Nous remercions vivement la Professeure Michèle GUILLAUME-HOFNUNG , docteure en Droit, experte à l’UNESCO, experte à l’Union Européenne et au Conseil de l’Europe, fondatrice de  l’Institut de la Médiation Guillaume Hofnung), formatrice & consultante en médiation et en éthique et auteure de l’ouvrage « La Médiation » Que sais je ? (PUF. 7ème édition du 28 Janvier 2015).

Elle propose de partager son expertise juridique pour nos fidèles lecteurs de www.managersante.com

Biographie de l'auteure : 

Michèle GUILLAUME-HOFNUNG est Docteure en droit, Professeure émérite de droit public à l’Université Paris-Sud où elle a dirigé le Collège d’Etudes Interdisciplinaires, le Master Diplomatie & Négociation Stratégique) et le 3ème cycle de droit de la santé.
Elle a créé le diplôme « La médiation » à l’Université Paris 2 Panthéon-Assas.
Elle est également Conférencière, Consultante, Formatrice et Experte en médiation et en éthique. Elle est auteure de nombreux articles et d’un ouvrage sur la « médiation » aux éditions PUF (7ème édition en 2015).
Elle est fondatrice de l’Institut de la Médiation Guillaume Hofnung (IMGH) qui propose des formations et des médiations.
Elle est aussi Directrice du CERB (Centre d’Etude et de Recherche en Santé Publique et en Bioéthique). Dans le champ de la médiation, Michèle GUILLAUME-HOFNUNG a participé à la création en 1987 de la première formation de médiation en Europe. Elle est Présidente de l’Union Professionnelle Indépendante des Médiateurs et est présidente d’honneur de l’association des médiateurs diplômés de Paris 2 Panthéon-Assa (MDPA).

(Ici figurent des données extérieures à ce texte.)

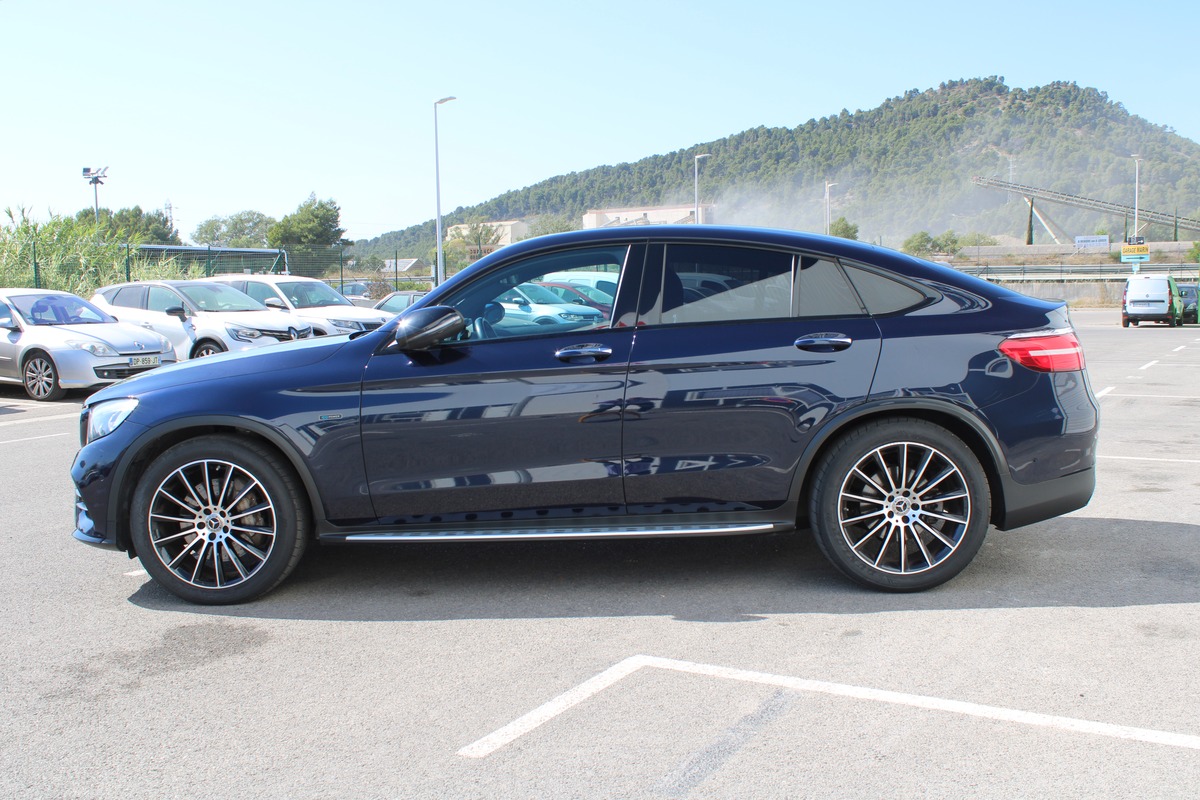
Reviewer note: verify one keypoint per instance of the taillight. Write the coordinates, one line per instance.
(1050, 352)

Dans le domaine de l’éthique, elle a apporté sa contribution à la création en 1989 des premiers diplômes d’éthique médicale à l’Université de Paris V. Elle apporte son expertise dans la gestion des ressources humaines par la communication éthique. Michèle GUILLAUME-HOFNUNG est également Vice-présidente de l’Académie de l’éthique.
Elle a été vice-présidente du comité éthique et droits de l’Homme de la Commission Nationale française pour l’Unesco entre 1995 et 2010 (en qualité d’Experte en éthique de l’Unesco, Experte en éthique de l’Union Européenne).

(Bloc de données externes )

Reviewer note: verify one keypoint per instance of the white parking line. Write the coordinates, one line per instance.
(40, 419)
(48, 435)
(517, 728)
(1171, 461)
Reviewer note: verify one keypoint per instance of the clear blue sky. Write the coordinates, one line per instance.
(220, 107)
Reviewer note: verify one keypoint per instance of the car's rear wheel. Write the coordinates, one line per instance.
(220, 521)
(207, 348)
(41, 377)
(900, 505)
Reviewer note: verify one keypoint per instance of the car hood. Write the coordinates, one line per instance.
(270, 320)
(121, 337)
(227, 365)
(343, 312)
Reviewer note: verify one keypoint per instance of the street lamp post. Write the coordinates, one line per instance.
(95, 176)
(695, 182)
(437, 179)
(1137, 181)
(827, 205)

Elle a participé à l’accompagnement des politiques publiques dans le domaine de la médiation auprès de plusieurs ministères et diverses organisations internationales.
Son institut de médiation l’IMGH est partenaire d‘Universités, Grandes Ecoles, entreprises, hôpitaux, collectivités territoriales, associations interculturelles.

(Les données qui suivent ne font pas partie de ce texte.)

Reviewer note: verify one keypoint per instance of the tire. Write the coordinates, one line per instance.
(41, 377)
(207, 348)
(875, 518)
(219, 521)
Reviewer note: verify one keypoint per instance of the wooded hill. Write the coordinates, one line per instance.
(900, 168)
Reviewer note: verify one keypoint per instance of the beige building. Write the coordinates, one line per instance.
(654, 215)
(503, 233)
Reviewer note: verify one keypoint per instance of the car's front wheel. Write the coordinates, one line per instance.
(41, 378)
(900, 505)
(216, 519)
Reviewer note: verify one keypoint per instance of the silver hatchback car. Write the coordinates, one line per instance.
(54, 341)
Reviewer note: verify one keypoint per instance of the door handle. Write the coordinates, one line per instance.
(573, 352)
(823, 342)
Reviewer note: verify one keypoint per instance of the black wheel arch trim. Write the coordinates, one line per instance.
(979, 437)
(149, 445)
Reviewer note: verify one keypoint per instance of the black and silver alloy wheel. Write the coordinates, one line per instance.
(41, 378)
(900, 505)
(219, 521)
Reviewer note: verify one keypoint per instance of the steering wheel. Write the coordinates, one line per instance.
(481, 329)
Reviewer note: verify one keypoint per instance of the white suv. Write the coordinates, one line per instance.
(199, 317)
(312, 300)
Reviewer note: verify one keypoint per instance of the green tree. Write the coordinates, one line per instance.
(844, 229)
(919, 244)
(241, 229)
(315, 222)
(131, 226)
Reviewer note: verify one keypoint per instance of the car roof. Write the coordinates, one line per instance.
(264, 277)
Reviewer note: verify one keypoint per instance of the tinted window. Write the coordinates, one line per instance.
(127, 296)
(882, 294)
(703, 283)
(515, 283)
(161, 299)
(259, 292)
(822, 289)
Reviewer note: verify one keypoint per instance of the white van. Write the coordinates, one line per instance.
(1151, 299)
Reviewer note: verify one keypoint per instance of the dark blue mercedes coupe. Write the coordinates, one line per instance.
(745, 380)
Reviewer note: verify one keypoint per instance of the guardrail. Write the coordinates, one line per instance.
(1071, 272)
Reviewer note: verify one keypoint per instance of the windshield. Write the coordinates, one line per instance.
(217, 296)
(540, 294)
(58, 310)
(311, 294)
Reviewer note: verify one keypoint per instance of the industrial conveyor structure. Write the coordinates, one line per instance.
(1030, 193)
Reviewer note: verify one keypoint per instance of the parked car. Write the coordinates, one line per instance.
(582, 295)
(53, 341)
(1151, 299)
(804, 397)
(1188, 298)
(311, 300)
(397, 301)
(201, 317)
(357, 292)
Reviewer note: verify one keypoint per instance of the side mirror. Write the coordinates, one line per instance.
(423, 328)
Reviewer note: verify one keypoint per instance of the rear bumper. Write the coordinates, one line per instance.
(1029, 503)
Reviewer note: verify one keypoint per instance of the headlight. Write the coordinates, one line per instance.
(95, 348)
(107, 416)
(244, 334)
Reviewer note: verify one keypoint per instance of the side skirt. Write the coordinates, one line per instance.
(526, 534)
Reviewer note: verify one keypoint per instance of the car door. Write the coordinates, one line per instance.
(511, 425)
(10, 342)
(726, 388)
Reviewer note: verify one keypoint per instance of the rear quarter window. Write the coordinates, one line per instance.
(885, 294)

Michèle GUILLAUME-HOFNUNG s’est impliquée depuis de nombreuses années à l’internationale sur les questions liées à la médiation à travers plusieurs missions au Conseil de l’Europe, l’Union européenne et l’Unesco.
Ouvrages de l’auteure  :
Qu’il s’agisse du Diplôme d’Université (DU) « La médiation » de l’université Panthéon-Assas Paris-2, pris comme modèle de tronc commun par le Conseil national consultatif de la médiation familiale (CNCMF), ou des enseignements que l’IMGH (Institut de la Médiation Guillaume Hofnung) assure à la demande des établissements de santé, les contenus fondamentaux demeurent.
Le socle de principes consiste à :
  • présenter, analyser et justifier la définition de la médiation, en soulignant l’importance de ses quatre fonctions et de son unité ;
  • former au processus de communication éthique, maïeutique reposant sur l’autonomie et la responsabilité des «médiés » ;
  • poser le cadre de la médiation, du respect de l’ordre public ;
  • apprendre à respecter en toutes circonstances la confidentialité qui justifie la confiance sans laquelle la médiation n’existe pas.
La formation intègre également : « un axe sociologique (évaluer les besoins, les obstacles, les contre indications), » un axe psychologique (travailler sur soi-même pour être et rester tiers, fonctionner sans pouvoir, rechercher l’impartialité, écouter, reformuler, intégrer les éléments de psychologie, d’analyse transactionnelle, de programmation neurolinguistique), »un axe juridique (connaître les règles d’ordre public, la hiérarchie des règles de droit, la déontologie ; savoir passer le relais aux professionnels du droit), »un axe pratique (jeux de rôles reprenant des situations vécues par les enseignants ou les personnes en formation).